早晨十點,他從家里出來,帶著小黃狗阿達外出散步。他先停步于車庫外,長長地呼吸一口清新的空氣。阿達顯得比他興奮,一個箭步沖到鄰居家的草坪邊,迫不及待地嗅啃上幾口青草才抬起頭,對著空氣“汪汪”兩聲,好像是平生第一次來到戶外,第一次看到草坪。他緊一緊手里的狗繩,阿達這才幡然醒悟,三步并做兩步,蹦跳到自家的車道上,身體低臥,頭沖前方,準備上路。

他和阿達先在門前那條叫威尼斯的街上走了一段。他居住在弗吉尼亞州最北部的藍頓郡。藍頓是個發展相對較快的高科技新區,十多年前還是一片房屋稀少的遠郊,如今簇新的住宅區和商業區隨處可見,有全美最大的數據庫管理中心,高科技人員密集。這是個以白人為主,間有少數印度人和其他族裔家庭的社區,華人好像只有三家。

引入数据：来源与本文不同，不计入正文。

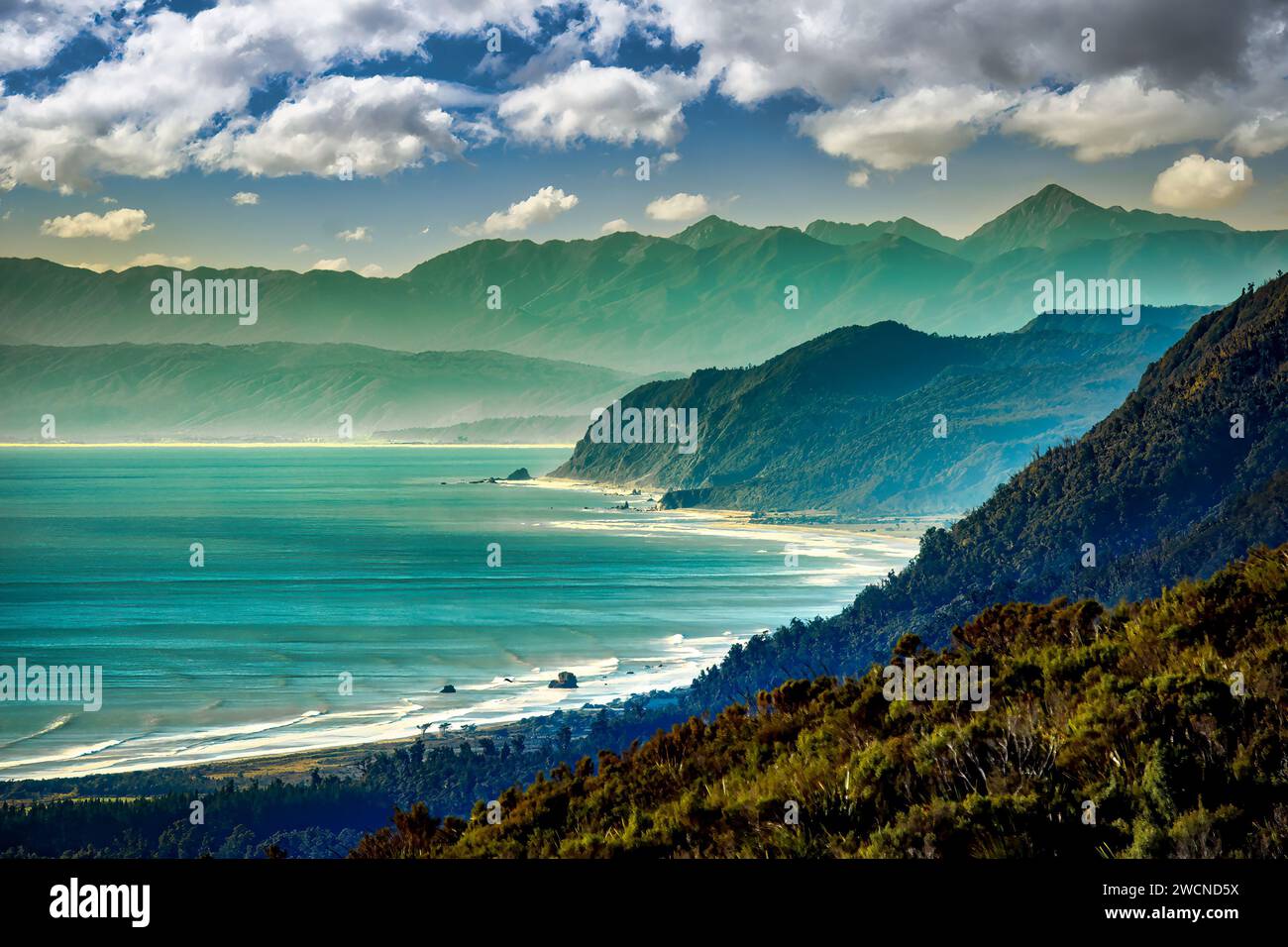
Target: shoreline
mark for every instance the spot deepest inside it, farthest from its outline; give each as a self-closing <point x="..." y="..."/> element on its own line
<point x="330" y="445"/>
<point x="295" y="763"/>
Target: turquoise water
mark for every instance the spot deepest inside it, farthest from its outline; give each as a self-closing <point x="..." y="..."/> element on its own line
<point x="364" y="562"/>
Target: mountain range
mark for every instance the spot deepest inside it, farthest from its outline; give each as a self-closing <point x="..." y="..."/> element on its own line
<point x="1184" y="476"/>
<point x="627" y="300"/>
<point x="845" y="423"/>
<point x="279" y="389"/>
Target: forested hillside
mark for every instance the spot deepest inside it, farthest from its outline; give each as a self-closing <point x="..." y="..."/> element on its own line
<point x="1151" y="729"/>
<point x="1162" y="488"/>
<point x="848" y="421"/>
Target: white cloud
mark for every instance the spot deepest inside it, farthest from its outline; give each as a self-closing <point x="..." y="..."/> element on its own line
<point x="145" y="110"/>
<point x="542" y="206"/>
<point x="601" y="103"/>
<point x="1115" y="118"/>
<point x="1261" y="136"/>
<point x="340" y="264"/>
<point x="380" y="124"/>
<point x="336" y="264"/>
<point x="681" y="206"/>
<point x="912" y="129"/>
<point x="143" y="261"/>
<point x="33" y="31"/>
<point x="1198" y="183"/>
<point x="123" y="223"/>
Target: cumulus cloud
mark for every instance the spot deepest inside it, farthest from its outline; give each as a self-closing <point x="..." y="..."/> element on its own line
<point x="912" y="129"/>
<point x="681" y="206"/>
<point x="146" y="108"/>
<point x="334" y="264"/>
<point x="850" y="52"/>
<point x="34" y="30"/>
<point x="1115" y="118"/>
<point x="377" y="125"/>
<point x="124" y="223"/>
<point x="1158" y="77"/>
<point x="604" y="103"/>
<point x="542" y="206"/>
<point x="1199" y="183"/>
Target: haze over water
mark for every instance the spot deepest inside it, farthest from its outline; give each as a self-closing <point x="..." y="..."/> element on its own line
<point x="370" y="562"/>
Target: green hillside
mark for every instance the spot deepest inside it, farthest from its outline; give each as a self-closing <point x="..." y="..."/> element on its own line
<point x="712" y="295"/>
<point x="845" y="423"/>
<point x="1159" y="487"/>
<point x="1132" y="711"/>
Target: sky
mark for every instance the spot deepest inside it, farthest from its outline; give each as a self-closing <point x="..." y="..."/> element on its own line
<point x="219" y="133"/>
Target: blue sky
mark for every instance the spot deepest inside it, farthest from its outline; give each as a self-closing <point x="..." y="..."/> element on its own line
<point x="170" y="110"/>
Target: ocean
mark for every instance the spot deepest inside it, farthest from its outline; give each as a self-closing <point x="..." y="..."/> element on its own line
<point x="343" y="587"/>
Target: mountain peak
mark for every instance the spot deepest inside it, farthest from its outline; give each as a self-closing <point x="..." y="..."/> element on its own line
<point x="1056" y="219"/>
<point x="709" y="231"/>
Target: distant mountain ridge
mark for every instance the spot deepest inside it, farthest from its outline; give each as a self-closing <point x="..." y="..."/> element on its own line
<point x="629" y="300"/>
<point x="1158" y="491"/>
<point x="279" y="389"/>
<point x="844" y="423"/>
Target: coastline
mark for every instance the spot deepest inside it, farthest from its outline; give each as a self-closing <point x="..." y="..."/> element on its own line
<point x="248" y="445"/>
<point x="835" y="541"/>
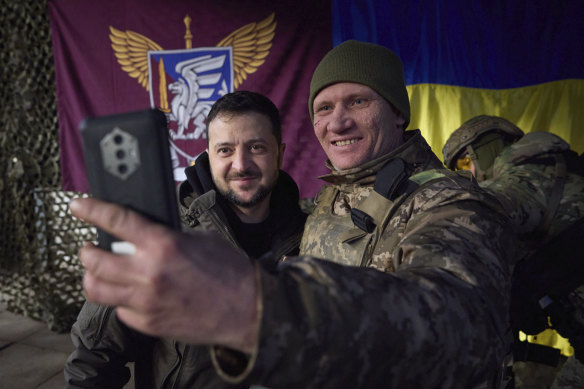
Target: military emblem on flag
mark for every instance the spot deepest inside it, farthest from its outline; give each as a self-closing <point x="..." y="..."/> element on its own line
<point x="184" y="83"/>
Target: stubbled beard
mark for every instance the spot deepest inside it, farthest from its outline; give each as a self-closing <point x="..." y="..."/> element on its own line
<point x="257" y="198"/>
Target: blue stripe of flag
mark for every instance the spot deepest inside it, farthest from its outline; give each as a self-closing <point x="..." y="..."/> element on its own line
<point x="480" y="44"/>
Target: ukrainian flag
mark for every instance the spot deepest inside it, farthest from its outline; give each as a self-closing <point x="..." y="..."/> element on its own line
<point x="522" y="60"/>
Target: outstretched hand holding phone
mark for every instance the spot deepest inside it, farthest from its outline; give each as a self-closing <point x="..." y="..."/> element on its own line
<point x="190" y="287"/>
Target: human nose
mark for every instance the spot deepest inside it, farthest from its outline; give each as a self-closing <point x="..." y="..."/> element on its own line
<point x="339" y="120"/>
<point x="241" y="160"/>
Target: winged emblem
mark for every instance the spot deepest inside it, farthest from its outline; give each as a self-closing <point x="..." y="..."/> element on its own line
<point x="185" y="83"/>
<point x="251" y="45"/>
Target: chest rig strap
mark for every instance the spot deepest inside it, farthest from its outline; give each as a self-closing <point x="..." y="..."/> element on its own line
<point x="391" y="181"/>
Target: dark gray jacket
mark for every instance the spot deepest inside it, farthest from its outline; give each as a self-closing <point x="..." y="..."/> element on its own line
<point x="104" y="345"/>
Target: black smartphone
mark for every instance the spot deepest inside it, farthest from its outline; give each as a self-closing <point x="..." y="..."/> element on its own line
<point x="127" y="160"/>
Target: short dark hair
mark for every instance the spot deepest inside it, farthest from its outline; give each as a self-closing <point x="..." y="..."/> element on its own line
<point x="245" y="101"/>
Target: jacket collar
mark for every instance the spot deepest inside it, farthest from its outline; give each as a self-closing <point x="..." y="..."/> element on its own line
<point x="415" y="152"/>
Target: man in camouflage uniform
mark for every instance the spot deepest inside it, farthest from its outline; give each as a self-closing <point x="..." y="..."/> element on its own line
<point x="540" y="183"/>
<point x="414" y="289"/>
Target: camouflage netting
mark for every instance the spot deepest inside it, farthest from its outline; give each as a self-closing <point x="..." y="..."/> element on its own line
<point x="40" y="275"/>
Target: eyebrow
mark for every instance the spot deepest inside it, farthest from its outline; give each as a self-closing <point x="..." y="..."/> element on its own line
<point x="253" y="140"/>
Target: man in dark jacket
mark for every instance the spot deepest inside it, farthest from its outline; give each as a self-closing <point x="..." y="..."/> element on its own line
<point x="235" y="188"/>
<point x="412" y="288"/>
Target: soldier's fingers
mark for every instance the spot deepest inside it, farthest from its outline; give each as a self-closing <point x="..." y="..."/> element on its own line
<point x="121" y="222"/>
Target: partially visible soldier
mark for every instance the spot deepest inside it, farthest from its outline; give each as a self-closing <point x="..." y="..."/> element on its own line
<point x="413" y="287"/>
<point x="540" y="183"/>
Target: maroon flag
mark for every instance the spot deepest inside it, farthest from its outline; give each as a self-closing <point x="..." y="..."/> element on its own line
<point x="123" y="55"/>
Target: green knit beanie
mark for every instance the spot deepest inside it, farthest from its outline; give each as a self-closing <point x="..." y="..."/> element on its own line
<point x="364" y="63"/>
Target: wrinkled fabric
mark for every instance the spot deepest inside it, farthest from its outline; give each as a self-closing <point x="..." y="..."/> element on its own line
<point x="104" y="345"/>
<point x="524" y="184"/>
<point x="427" y="307"/>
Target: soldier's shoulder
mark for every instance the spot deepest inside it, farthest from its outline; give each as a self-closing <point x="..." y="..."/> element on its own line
<point x="447" y="187"/>
<point x="532" y="145"/>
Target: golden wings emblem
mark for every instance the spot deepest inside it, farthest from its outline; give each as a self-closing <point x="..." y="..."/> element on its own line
<point x="250" y="44"/>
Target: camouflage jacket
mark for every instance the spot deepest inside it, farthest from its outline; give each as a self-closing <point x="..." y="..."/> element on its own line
<point x="427" y="308"/>
<point x="104" y="345"/>
<point x="523" y="179"/>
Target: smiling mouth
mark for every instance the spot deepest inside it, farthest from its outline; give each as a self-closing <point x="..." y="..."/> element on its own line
<point x="345" y="142"/>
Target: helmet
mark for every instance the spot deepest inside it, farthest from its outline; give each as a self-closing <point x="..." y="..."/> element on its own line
<point x="473" y="129"/>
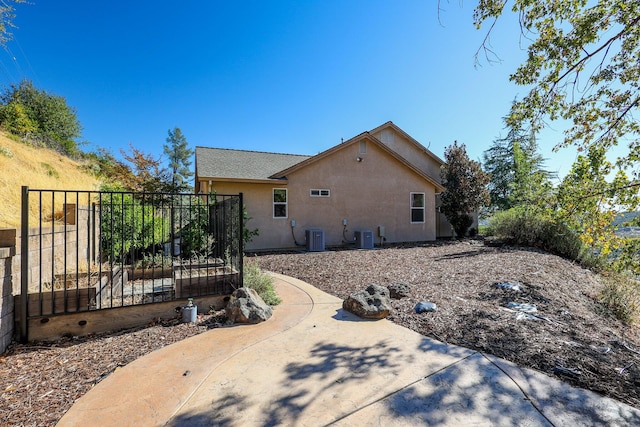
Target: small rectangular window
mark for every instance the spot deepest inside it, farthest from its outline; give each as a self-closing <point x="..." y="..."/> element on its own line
<point x="417" y="207"/>
<point x="319" y="193"/>
<point x="279" y="202"/>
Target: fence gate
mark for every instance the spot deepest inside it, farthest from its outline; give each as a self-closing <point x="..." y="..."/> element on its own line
<point x="84" y="251"/>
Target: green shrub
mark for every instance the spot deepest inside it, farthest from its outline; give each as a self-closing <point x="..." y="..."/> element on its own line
<point x="4" y="151"/>
<point x="620" y="297"/>
<point x="260" y="282"/>
<point x="50" y="170"/>
<point x="521" y="227"/>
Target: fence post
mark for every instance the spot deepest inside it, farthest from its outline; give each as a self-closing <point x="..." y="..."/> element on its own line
<point x="241" y="242"/>
<point x="24" y="266"/>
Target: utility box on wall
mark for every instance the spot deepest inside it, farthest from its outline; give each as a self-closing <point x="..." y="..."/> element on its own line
<point x="315" y="240"/>
<point x="364" y="239"/>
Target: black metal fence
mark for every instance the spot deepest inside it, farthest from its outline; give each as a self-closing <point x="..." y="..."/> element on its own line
<point x="88" y="250"/>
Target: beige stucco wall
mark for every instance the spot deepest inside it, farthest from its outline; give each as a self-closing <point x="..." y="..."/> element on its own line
<point x="410" y="152"/>
<point x="370" y="193"/>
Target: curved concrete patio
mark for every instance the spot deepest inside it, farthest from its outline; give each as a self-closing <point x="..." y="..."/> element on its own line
<point x="312" y="364"/>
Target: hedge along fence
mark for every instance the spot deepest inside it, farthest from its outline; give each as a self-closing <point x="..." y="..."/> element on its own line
<point x="87" y="255"/>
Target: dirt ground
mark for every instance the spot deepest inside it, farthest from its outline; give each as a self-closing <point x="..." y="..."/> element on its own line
<point x="569" y="337"/>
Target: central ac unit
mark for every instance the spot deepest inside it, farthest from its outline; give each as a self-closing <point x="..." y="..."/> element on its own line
<point x="315" y="240"/>
<point x="364" y="239"/>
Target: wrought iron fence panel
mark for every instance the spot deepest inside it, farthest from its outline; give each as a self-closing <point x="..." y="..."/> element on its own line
<point x="91" y="250"/>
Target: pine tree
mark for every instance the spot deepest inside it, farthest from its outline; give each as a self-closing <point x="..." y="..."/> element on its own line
<point x="179" y="156"/>
<point x="516" y="169"/>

他十五年前就在藍頓擁有了一棟連棟屋,那時,他和李維剛剛結婚。五年以后,他們買了他如今還住著的獨立房。房子面積兩千多平方英尺,后院有個半畝地大的草坪,草坪盡頭連著一片茂密的樹林。去年他和李維的婚姻走到盡頭,李維搬去和她的老美情人同住,他將房子買了下來,一大部分原因,是為了將家的原樣為女兒盡量保持。

這樣的一個地方,和遠在意大利的那個浪漫水城實在沒有絲毫關聯,他想不出這條街何以公然以威尼斯命名。它很長,彎彎曲曲,夾在兩邊成片的獨立房屋之中,硬要牽強附會的話,倒也有點威尼斯水道的感覺,尤其是從高空俯瞰它。而從高處看下來,許多東西都沒有本質區別。他記得幾年前他們一家三口去意大利旅行,威尼斯的黃昏,他們站在一條水道邊。水道夾在兩岸墻面斑駁的舊房屋之中,玉色水面微微波動,似在喃喃細語,暮色天光含憂傷之色,像是對細語悄然應答。他忽然就想到了“浪漫”一詞。被暫且留在美國、構成他這些年現實生活的一切,在威尼斯和一條水道面前,相形見絀,令人羞慚。但他無法將感受描述給身邊的妻女,她們一個心里裝滿了太多務實的東西;另一個還小,但即便長大了,也未必能夠真正理解他。威尼斯街這名字雖然牽強,但它似乎總在提醒他,與美和浪漫相關的存在。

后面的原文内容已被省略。